Here's my take. The chart and table on p. 7 basically tell the story: In 1972, the white male working class (WMWC) were significantly less likely than average to vote Dem. Then in 1976 they were significantly more likely (by roughly the same margin). Then in the Reagan-Bush elections they went back to their 1972 levels. In 1992 they went to par, voting Dem at exactly the same rate as the general electorate. Then the deluge: In 1996, 2000 and 2004 Dem support from the WMWC experienced a horrendous collapse to levels far worse than the McGovern blowout.
Later in the paper, they show that attitudes on wedge issues (abortion, death penalty, assistance to blacks), while more reactionary among the WMWC than the general pop, cannot explain the below-average support for Dems.
Given the timing and the lack of effect from wedge issues, my interpretation is that Lane Kenworthy was right: His paper [http://tinyurl.com/6du6xw] concludes that the WC shift against Dems was caused
> perhaps most importantly by changes in working-class
> whites' confidence in the Democrats' ability to deliver the goods on
> particular
> issues. The key issues were material ones.

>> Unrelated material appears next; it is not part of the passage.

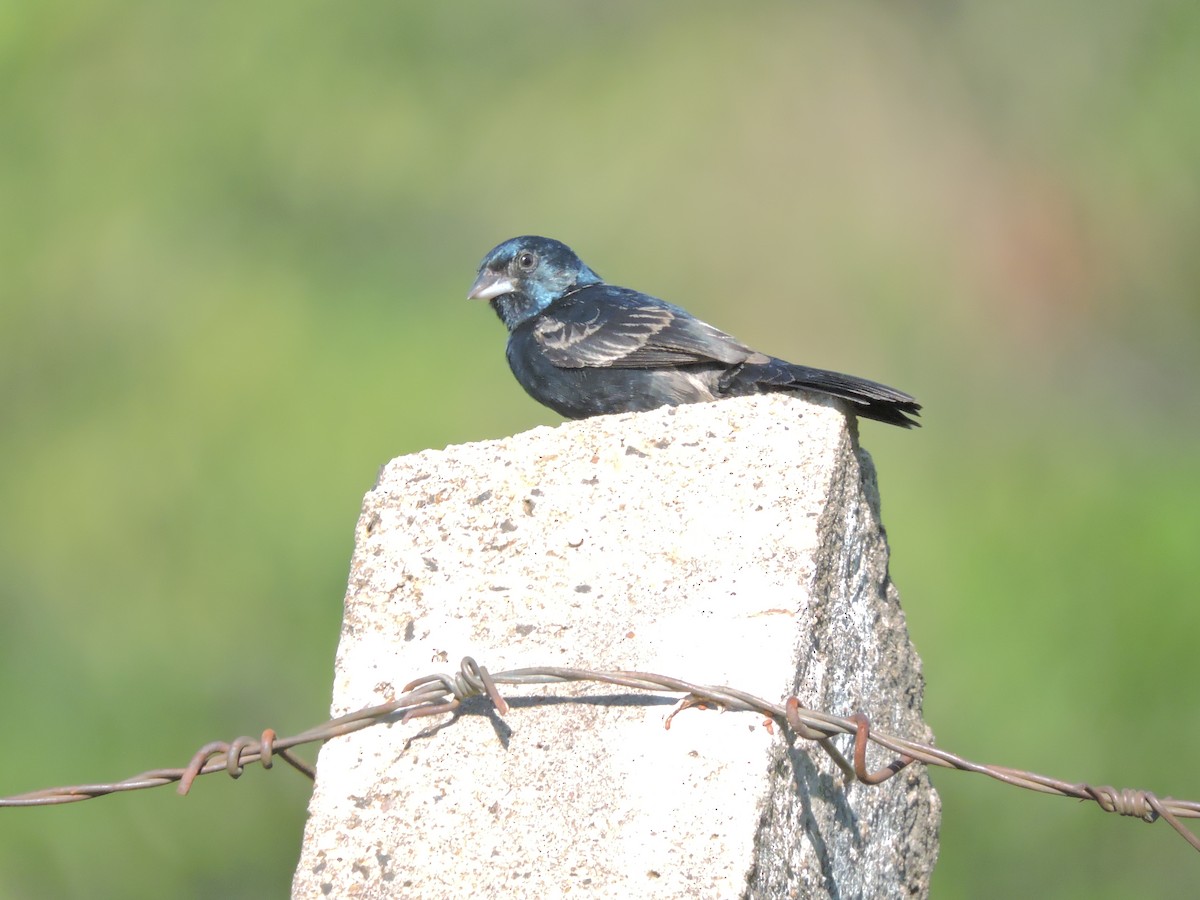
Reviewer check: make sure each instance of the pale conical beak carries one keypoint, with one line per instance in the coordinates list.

Given that Brady et. al's paper shows a huge collapse that clearly started between the 1992 and 1996 presidential elections, it would be reasonable to suppose that Clinton's first term (NAFTA, failure of health reform) might be the culprit, as many have alleged.
SA
-------- Original Message -------- Subject: Frank vs. Bartels update Date: Fri, 05 Dec 2008 12:33:39 -0500 From: SA <S11131978 at gmail.com> To: lbo-talk at lbo-talk.org
http://www.themonkeycage.org/2008/12/wheres_the_american_working_cl.html
Where's the American Working Class?
One of the few recent examples of political scientists engaging with broader public debates was the disagreement of Larry Bartels with Thomas Frank over whether the non-Southern white working class had started voting for Republicans. The debate ended up being in part an argument over how best to define the working class: through looking at people’s education, income, or some combination of the two. David Brady, Benjamin Sosnaud and Steven Frenk have recently published a piece arguing that neither segmenting by education or income really captures the working class properly, and that political scientists should learn from sociologists, by adopting a measure that defines the working class as people belonging to a specific set of occupational groups. On the basis of this measure, they come up with some interesting findings. Their arguments don’t support Frank’s underlying thesis about why the male white working class has gone Republican (they don’t find evidence that religion and wedge issues played a role), but they do find contra Bartels that the effect isn’t a simple product of regionalism. In their words:
> The White male working class has moved suddenly and massively towards
> the Republican Party since 1992. Our dating of this transition roughly
> coincides with Frank’s identification of the early 1990s as the point
> when the White working class began to dealign from the Democratic
> Party (Frank, 2004, 91, 98). In sharp contrast to Bartels, we
> contradict claims that the White working class shift towards
> Republicans is isolated to the South. Moreover, we demonstrate that
> his proxies for class are not adequate and that theoretically
> justifiable measures of class are essential. Ultimately, at least for
> men, our study supports Frank’s claim that the White working class has
> dealigned from the Democratic Party.
Their results also suggest that there is a significant divergence between white working class men and women - while the former are clearly more likely to support Republicans, the latter, if anything, are more likely to support Democrats. I’d be interested to see a public response from Bartels, if he’s so inclined.